E agora todos estarão a perguntar se este post não é uma espécie de overkill - afinal, por causa de dez palavras ("confrontados com a falência definitiva do modelo soviético em Praga"), que nem tinham relevância para o tema central (o do fascismo), eu decidi fazer um post gigantesco de quase 30 parágrafos, provavelmente maior que o artigo original (e que, ironicamente, até se pode considerar que, se alguma coisa, reforça a tese central de Ricardo Dias de Sousa, já que enfatiza dois pontos, a crítica ao trabalho monótono e a influência do catolicismo social, em que o "novo marxismo" até tinha efetivamente algo em comum com certas variantes do fascismo).

Pois - a minha ideia era fazer só um pequeno apontamento, que ficaria no principio de um post respondendo ao conjunto do que ele escreve sobre a nova esquerda, mas depois fui desenvolvendo o meu raciocinio e acabei por me ficar por um post só para isto (é em parte a razão porque os capítulos da série acabaram por ter uma numeração peculiar - o 3.1, 3.2... eram para ser inicialmente um post 3).

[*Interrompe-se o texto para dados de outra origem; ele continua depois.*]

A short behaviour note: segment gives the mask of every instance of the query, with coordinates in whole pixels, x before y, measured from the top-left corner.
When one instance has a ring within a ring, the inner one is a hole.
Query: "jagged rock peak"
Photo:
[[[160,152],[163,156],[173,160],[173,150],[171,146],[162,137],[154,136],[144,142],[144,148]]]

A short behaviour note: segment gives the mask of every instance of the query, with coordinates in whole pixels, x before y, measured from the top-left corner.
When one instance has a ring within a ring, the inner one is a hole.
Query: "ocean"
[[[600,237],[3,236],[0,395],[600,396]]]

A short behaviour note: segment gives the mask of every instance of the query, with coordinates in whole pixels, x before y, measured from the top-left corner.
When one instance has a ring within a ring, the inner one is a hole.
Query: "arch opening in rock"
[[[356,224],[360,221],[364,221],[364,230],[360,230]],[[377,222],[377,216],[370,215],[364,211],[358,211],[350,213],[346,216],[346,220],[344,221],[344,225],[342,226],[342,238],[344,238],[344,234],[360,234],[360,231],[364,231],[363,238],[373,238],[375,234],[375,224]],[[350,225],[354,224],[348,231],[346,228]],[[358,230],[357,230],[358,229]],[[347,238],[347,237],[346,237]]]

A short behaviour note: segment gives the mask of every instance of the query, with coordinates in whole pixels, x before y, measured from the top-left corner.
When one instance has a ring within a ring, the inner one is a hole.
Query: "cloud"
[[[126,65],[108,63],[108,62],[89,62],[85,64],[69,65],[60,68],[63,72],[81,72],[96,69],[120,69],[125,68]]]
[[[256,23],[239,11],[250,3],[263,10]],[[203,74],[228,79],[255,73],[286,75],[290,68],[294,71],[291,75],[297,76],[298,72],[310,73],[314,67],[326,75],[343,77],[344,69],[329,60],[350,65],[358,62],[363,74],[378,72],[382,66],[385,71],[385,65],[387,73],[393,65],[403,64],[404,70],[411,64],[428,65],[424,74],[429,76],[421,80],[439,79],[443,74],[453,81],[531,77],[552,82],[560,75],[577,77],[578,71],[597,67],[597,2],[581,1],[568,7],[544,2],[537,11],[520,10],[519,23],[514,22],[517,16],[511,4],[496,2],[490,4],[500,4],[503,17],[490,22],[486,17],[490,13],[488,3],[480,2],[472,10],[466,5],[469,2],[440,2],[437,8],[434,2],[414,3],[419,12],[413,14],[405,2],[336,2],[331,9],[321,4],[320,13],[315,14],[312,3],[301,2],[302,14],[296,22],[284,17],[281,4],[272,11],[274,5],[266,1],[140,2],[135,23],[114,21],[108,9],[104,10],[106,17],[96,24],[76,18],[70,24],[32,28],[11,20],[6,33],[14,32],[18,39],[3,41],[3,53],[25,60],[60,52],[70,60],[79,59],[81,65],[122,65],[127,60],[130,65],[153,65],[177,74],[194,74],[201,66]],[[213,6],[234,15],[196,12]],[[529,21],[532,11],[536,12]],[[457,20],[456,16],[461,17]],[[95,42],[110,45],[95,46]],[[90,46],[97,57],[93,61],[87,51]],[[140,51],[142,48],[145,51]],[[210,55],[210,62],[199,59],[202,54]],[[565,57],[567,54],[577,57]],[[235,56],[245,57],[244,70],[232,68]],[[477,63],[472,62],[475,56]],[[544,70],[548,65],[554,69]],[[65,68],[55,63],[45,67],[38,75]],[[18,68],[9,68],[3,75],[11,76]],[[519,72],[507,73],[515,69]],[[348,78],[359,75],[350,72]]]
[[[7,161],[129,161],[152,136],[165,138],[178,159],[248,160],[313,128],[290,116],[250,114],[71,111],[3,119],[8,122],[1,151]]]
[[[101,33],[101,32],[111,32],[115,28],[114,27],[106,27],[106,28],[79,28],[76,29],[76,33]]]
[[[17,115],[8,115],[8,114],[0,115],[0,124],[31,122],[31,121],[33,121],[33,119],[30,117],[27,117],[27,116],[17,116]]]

Mas acho que este assunto é importante, porque parece em certos setores haver uma tendência para dizer que a nova esquerda surgiu na sequência do fracasso ou da perda de popularidade do comunismo tradicional (alguns vão ainda mais longe e dizem que foi resultado do fim dos regimes comunistas em 1989; ao menos o Ricardo não diz isso...). Mas a verdade é que a nova esquerda até surgiu numa altura em que (apesar da desestalinização e dos cismas internos) o comunismo até parecia estar de vento em poupa pelo mundo.